No one but the United States had ever thought it was a good idea to have that type of capacity in a country where everything could be bought for the right money. But since the Americans had more of that particular commodity than anyone else, their interests came first. They had essentially bought the entire country. With money.
Eventually, however, even the USA got behind the rest of the UN’s demands for law and order in Congo. It followed that the Katanga mine and its laboratory no longer posed a threat to fragile world peace.
Or did it?
A local watchdog force, financed by none other than the UN, was tasked with making sure that no uranium prospecting activities occurred. The immediately adjacent laboratory was sealed.
At the end of each month, the head of this force, Goodluck Wilson, faxed a report to the International Atomic Energy Agency in Vienna. It always read the same: Everything is quiet, trust us. More or less.
Goodluck Wilson had hand-picked the entire rest of the force, which was made up of his three brothers and their seven most trustworthy cousins. They all had the same goal with their watchdog mission: to get filthy rich. There was no discussion of how the world would end up feeling as a result.
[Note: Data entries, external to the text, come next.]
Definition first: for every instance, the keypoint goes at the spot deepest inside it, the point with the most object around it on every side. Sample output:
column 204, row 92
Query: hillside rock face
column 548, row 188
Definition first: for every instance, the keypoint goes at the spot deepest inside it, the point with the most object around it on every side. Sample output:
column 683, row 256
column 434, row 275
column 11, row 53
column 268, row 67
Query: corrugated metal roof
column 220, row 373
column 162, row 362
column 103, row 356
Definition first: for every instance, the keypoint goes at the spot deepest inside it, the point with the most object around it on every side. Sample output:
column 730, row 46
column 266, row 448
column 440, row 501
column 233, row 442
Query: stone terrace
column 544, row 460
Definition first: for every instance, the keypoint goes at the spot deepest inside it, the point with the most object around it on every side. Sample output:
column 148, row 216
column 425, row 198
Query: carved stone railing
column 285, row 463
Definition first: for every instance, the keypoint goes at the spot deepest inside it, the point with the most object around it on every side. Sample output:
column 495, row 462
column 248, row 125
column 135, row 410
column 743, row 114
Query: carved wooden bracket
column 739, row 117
Each morning, four former laboratory assistants crawled up out of an underground tunnel, through the floor of the sealed centre for atomic research, to enrich whatever could be enriched. All in all fifteen people should theoretically have been sharing the profits, but in practice there were only eleven. The four assistants didn’t know that in fact an accident would befall them when they were no longer needed. The gross profits as budgeted were fifty million dollars for Goodluck and another five million each for the ten brothers and cousins. The non-existent miners received eight dollars per day, and were satisfied with this, until the western shaft collapsed on several of them six years after the mine was closed. This would likely have passed unnoticed if it hadn’t been that seventeen workers who shouldn’t have been there had demonstrably been there. And now they were dead. This was impossible to hush up. The IAEA wondered what the miners had been up to in the shaft, if everything was so quiet. Without listening to the answer, they sent observers down for a closer look.
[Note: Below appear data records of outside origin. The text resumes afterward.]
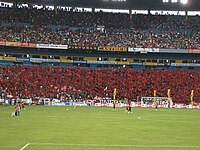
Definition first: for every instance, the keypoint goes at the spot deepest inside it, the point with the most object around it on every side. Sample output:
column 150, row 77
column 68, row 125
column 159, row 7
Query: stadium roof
column 192, row 5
Goodluck and his men had been planning to wait until the amount of enriched material was up to an even half-ton; that was what the North Koreans had ordered via the Russians. But now the first four hundred kilos had to be hastily encased in lead and hidden in a hut in a nearby village. There were plenty of empty huts after the latest landslide. The four laboratory assistants (including the one on the BND payroll) also managed to become victims, when the underground tunnel to the nuclear research centre collapsed, as planned, the morning before the observers from Vienna arrived.
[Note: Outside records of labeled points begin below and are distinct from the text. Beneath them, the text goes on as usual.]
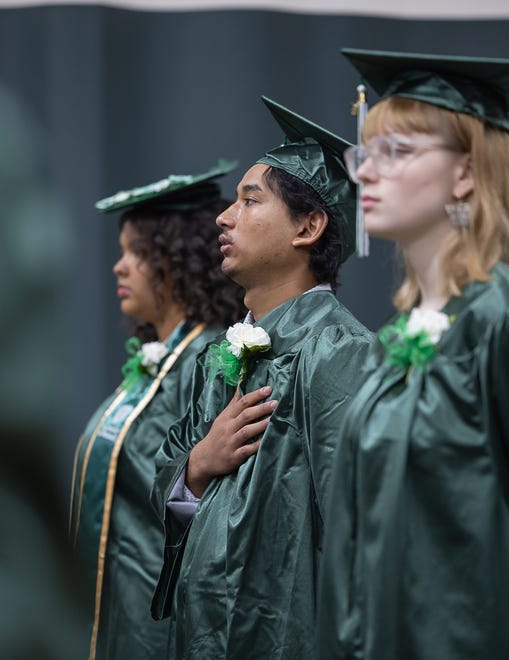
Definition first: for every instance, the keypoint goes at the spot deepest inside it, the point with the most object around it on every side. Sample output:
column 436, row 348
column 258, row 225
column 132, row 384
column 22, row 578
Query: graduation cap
column 178, row 192
column 315, row 156
column 476, row 86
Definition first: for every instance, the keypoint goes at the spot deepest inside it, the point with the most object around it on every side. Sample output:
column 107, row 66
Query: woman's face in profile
column 134, row 275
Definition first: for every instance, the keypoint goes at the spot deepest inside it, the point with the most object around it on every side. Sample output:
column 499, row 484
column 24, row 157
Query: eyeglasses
column 386, row 151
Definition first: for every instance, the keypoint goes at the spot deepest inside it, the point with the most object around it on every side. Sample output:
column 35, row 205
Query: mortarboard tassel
column 360, row 108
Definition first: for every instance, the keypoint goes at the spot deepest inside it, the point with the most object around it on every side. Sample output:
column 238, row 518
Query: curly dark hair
column 301, row 199
column 181, row 247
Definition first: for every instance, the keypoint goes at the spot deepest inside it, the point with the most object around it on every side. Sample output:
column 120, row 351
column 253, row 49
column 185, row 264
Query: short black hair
column 301, row 199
The representatives from the IAEA found no irregularities. But they were cautious enough to exchange half the watchdog force for people who could be trusted. Or people who were not to be trusted, in Goodluck Wilson’s estimation.
Everything comes to an end sometime. The head of the watchdog force knew he couldn’t squeeze any more out of this operation. The profits topped out at eighty million dollars, more than half of which went to Goodluck. There wasn’t much to be done about it. You had to be content with the little you could get.